It hardly seems appropriate to be writing about cultural matters in the light of World War 3 in North Africa and Apocalypse Now in Japan – particularly the kind of whimsical stuff that has been on offer last week. Nevertheless, one has to pretend that life goes on as normal…
There was nothing normal about Paul King’s extraordinary directorial debut, Bunny and the Bull, aired on Film Four – that wondrous channel for movie buffs who refuse to pay Rupert Murdoch for his satellite services. Paul King created the surreal TV comedy series, The Mighty Boosh, which I somehow contrived to keep missing, even though a friend avowed that I would love it, seeing how I was such a fan of Flight of the Conchords, HBO’s comedy series of two whimsical musicians from New Zealand adrift in New York.
It’s difficult to summarise it succinctly, since there’s nothing (chrono)logical about it all, but roughly speaking it’s based on the recollections of a vegetarian agoraphobic, who has incarcerated himself in his flat following the traumatic conclusion of a European holiday with his disreputable, unreliable, hedonistic friend, Bunny. What made the film so remarkable was not so much the characters, but more the wacky backdrops to the episodic plot. There is one glorious scene, for example, where the hero and his would-be Spanish girlfriend (who bears a tantalising resemblance to Penelope Cruz) ride a Ferris Wheel made from the parts of old clocks.
Visually, the film seems to have been conceived in the spirit of Oliver Postgate, whose wonderful whimsical creations lit up my childhood: Noggin the Nog, The Clangers and Bagpuss, for example – all of which displayed a similar kind of lunatic home-made inventiveness. I never met Mr. Postgate, but according to some retired German friends in the Corrèze, he had a holiday home not far from our old house. I would like to have shaken his hand, and would willingly do the same to Paul King, should he ever decide to settle near here.
We also watched Scottish director David McKenzie’s Hallam Foe, which was a little less zany, but rather more edgy. The element of whimsy kept threatening to teeter into something sinister and unpleasant. But it didn’t, thanks partly to a lovely performance by Jamie Bell of Billy Elliot fame, who played the eponymous hero with a brooding charm. One of the stars of the film was the city of Edinburgh, which is still one of my favourite cities in the world despite the unfortunate consequences of eating a rogue sausage in a B&B on the edge of the New Town. Another reason for identifying with the vegetarian hero of Bunny & the Bull.
Still following my whimsical thread, I’m reading a delicious novel by an American writer: Cathleen Shine’s The Three Weissmanns of Westport. It reminds me a little of The Accidental Tourist and other books by Anne Tyler. The same kind of gentle comic sadness that seems to get to the essentially mundane business of life on earth (for those of us who are luck enough to have the time to meditate on the subject). It’s supposedly a homage to Jane Austen’s Sense and Sensibility, but I’m too immersed to step back and see it clearly just yet.

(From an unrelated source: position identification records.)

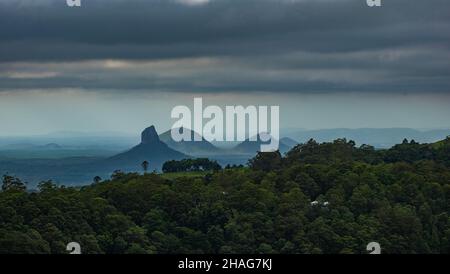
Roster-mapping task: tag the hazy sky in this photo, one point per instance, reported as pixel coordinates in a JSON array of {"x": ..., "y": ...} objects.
[{"x": 122, "y": 65}]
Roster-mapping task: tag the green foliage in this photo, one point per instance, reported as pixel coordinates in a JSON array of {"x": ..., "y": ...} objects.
[
  {"x": 199, "y": 164},
  {"x": 318, "y": 198}
]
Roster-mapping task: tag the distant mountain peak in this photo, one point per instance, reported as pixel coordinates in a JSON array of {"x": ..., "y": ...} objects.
[{"x": 149, "y": 135}]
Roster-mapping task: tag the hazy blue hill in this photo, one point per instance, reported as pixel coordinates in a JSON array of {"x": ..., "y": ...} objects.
[
  {"x": 252, "y": 147},
  {"x": 151, "y": 149},
  {"x": 378, "y": 137},
  {"x": 202, "y": 148}
]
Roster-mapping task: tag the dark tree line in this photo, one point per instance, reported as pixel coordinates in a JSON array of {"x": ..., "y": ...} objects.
[{"x": 199, "y": 164}]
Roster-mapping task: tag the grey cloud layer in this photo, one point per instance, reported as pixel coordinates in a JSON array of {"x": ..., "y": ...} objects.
[{"x": 227, "y": 45}]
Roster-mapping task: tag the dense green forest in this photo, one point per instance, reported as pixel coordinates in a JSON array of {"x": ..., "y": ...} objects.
[{"x": 318, "y": 198}]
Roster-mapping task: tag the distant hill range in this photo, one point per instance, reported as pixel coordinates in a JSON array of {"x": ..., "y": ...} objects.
[
  {"x": 197, "y": 148},
  {"x": 377, "y": 137},
  {"x": 252, "y": 147},
  {"x": 151, "y": 149}
]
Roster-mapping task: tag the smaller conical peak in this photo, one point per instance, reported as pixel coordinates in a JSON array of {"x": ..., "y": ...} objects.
[{"x": 149, "y": 135}]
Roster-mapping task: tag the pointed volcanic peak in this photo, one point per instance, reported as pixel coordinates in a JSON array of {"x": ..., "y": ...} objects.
[
  {"x": 252, "y": 147},
  {"x": 288, "y": 142},
  {"x": 149, "y": 136},
  {"x": 151, "y": 149},
  {"x": 195, "y": 148}
]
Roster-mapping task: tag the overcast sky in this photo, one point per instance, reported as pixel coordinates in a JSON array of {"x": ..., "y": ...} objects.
[{"x": 122, "y": 65}]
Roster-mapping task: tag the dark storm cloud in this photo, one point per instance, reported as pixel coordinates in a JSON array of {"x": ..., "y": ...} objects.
[{"x": 260, "y": 45}]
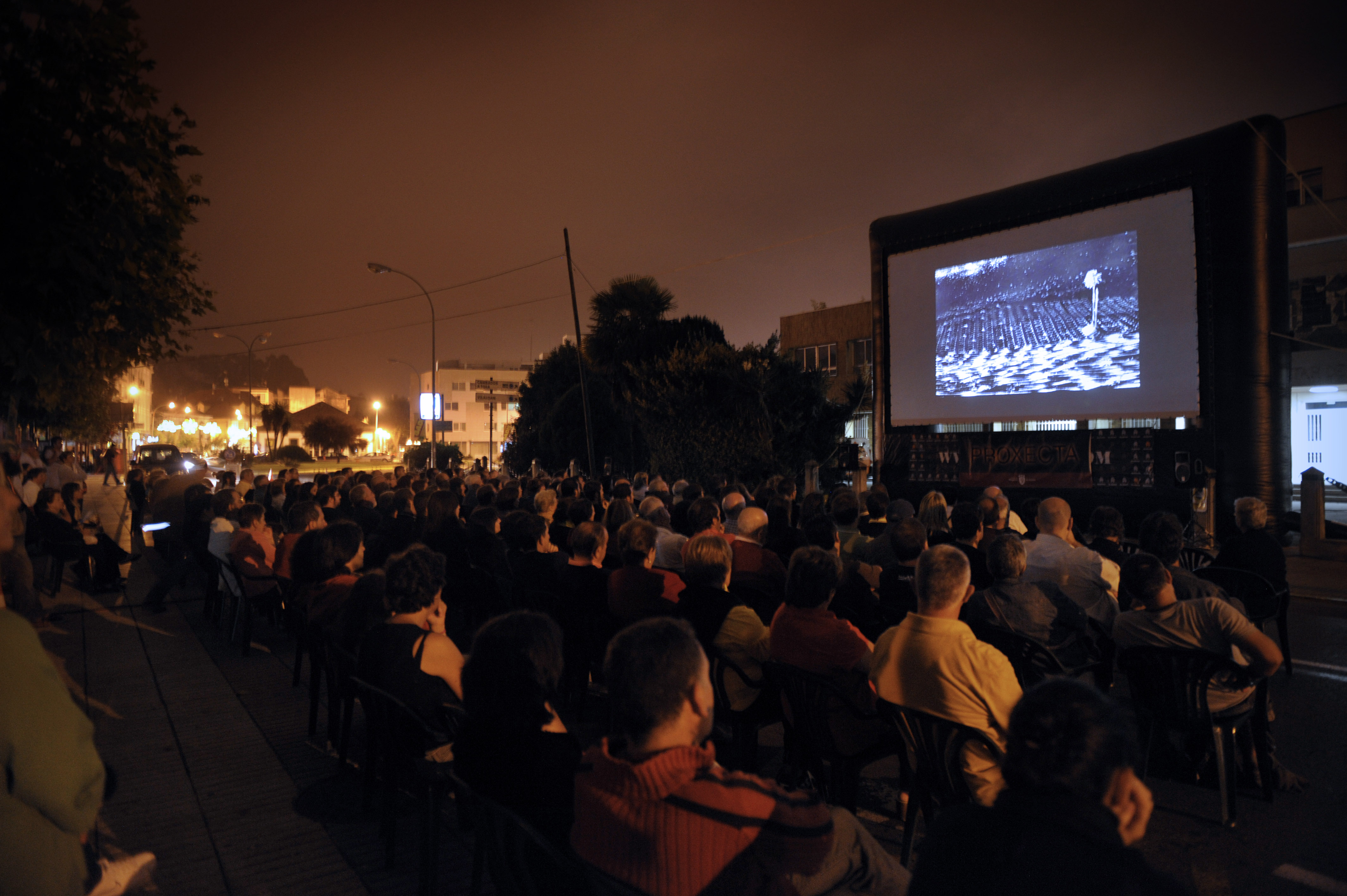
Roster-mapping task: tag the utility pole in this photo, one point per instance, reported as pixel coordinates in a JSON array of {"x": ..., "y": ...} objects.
[{"x": 580, "y": 352}]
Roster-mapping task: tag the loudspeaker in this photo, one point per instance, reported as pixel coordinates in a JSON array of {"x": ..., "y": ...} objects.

And finally… a friend introduced me last week to the Reverend Billy and his surely hopeless crusade to stop Americans from shopping so much. His album, The Shopocalypse, contains some excellent gospel music from the Stop Shopping Gospel Choir and some splendid rants from the Reverend himself, which are uncomfortably like those of some genuine southern TV evangelist.
May your week be full of the ‘beatitudes of buylessness’ despite the awful events of this criminally insane world of ours.